2023 Undergraduate Research Showcase


Examination of Chronological Changes to Groundwater Flow Paths in the Upper Reaches of the Kimberly Watershed in Kimberly, Idaho

Document Type

Student Presentation

Presentation Date


Faculty Sponsor

Dr. David Huber


Irrigation has resulted in the development of the semi-arid Snake River Plain into a thriving agricultural region. Today, the eastern and central Snake River Plain is Idaho’s most productive agricultural area, which is only made possible due to irrigation (IDWR, 1999). However, this shift from a semi-arid climate which receives little summer rainfall to a agricultural area with continual summer water inputs has created a shift in the underlying aquifer. The Eastern Snake Plain Aquifer underlies much of the eastern and central areas of the Snake River Plain. Numerous studies have been done on the changes in aquifer storage, including a study done in 2012 that found that the Eastern Snake Plain Aquifer reached record levels in the early 20th century as a result of irrigation (Hipke et al.). While these studies have revealed the staggering effects irrigation can have on aquifer storage, they focus primarily on aquifer wide trends to storage. Little research has been done to better understand how irrigation affects groundwater storage on a watershed scale and how irrigation affects groundwater flow paths at this same scale.

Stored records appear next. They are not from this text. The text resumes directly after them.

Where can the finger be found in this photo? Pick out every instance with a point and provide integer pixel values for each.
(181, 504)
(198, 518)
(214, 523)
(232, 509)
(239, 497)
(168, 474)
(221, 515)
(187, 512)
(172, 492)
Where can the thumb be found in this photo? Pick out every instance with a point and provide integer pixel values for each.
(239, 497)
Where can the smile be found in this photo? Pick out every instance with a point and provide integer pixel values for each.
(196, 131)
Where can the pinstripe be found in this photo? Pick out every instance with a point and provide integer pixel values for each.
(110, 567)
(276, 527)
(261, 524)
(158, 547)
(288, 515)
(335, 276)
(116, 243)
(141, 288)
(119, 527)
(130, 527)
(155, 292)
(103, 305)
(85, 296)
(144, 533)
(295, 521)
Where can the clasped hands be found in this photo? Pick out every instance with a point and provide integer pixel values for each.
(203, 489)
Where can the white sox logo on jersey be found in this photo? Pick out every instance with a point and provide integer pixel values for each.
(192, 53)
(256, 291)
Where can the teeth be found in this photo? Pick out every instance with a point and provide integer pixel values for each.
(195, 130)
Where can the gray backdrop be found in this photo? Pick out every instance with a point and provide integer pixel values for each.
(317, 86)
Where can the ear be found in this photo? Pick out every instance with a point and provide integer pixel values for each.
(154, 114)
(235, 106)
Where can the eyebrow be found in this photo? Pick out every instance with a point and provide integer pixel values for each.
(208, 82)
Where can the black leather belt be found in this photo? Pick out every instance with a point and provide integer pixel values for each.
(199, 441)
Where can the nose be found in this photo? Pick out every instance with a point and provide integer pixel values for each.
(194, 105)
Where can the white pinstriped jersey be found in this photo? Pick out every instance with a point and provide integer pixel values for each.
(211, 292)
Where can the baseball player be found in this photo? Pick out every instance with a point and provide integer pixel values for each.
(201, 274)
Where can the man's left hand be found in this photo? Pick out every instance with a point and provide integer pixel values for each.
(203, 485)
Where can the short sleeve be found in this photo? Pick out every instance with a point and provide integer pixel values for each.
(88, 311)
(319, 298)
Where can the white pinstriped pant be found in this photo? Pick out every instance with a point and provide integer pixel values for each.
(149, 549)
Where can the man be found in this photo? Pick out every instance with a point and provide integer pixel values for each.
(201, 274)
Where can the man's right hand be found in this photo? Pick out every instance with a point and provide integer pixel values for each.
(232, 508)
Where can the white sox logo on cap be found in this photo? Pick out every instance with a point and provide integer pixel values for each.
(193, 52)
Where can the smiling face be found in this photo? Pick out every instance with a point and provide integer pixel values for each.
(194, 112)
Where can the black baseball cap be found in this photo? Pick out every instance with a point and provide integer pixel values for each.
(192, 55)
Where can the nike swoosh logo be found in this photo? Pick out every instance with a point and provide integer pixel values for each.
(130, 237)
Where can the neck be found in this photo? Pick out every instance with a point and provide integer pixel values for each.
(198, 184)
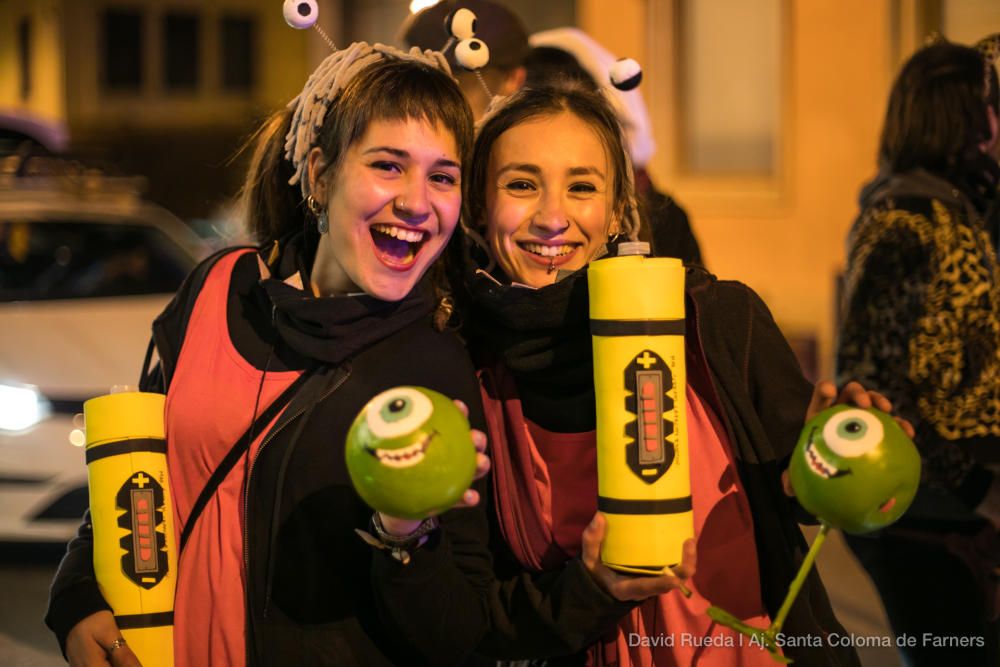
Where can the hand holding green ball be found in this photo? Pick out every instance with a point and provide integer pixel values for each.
(410, 453)
(855, 469)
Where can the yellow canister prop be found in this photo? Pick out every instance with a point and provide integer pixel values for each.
(643, 469)
(135, 558)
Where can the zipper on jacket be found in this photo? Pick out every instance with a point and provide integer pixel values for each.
(246, 503)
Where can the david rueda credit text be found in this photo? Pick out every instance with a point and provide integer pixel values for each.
(732, 640)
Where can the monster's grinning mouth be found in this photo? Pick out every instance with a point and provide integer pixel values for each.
(820, 465)
(405, 457)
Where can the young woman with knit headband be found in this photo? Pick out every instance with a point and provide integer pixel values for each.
(266, 355)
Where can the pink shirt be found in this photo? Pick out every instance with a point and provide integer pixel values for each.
(546, 493)
(208, 407)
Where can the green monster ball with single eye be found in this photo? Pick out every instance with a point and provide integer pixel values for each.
(855, 469)
(410, 453)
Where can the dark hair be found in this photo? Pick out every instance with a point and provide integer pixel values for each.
(387, 90)
(548, 65)
(936, 117)
(565, 95)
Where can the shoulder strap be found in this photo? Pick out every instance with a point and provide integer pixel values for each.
(236, 452)
(179, 310)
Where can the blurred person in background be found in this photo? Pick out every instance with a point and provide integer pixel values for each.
(570, 53)
(501, 29)
(921, 324)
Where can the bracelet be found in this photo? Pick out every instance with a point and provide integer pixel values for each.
(399, 546)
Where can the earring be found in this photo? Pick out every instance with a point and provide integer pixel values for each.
(322, 220)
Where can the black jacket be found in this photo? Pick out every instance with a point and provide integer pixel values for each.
(309, 591)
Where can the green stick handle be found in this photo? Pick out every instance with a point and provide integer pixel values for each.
(796, 585)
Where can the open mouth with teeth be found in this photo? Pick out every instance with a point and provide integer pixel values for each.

Analysis of groundwater flow paths was conducted for 1928, during which time when flood irrigation was the dominant irrigation method, and for 2008, during which sprinkler irrigation was the preferred method. The analysis was performed using both a triangulated irregular network (TIN) surface interpolation and a spline interpolation to determine potentiometric surfaces. From these potentiometric surfaces, groundwater flow paths were extrapolated. The analysis revealed that groundwater flow paths from 1928 were similar to 2008 flow paths. However, 2008 flow paths were determined to be more linear, suggesting the flood irrigation in 1928 may have resulted in variable recharge across the examined area. Contrary to expectation, the analysis also determined that water table levels were higher in 2008 than they were in 1928, which opposes the trends observed across the larger Eastern Snake Plain Aquifer. Further research on the chronological groundwater characteristics in the area should also examine the rate of agricultural expansion in Kimberly to better understand these trends.


Idaho Department of Water Resources, 1999. Feasibility of Large-Scale Managed Recharge of the Eastern Snake Plain Aquifer System, Idaho Department of Water Resources, December.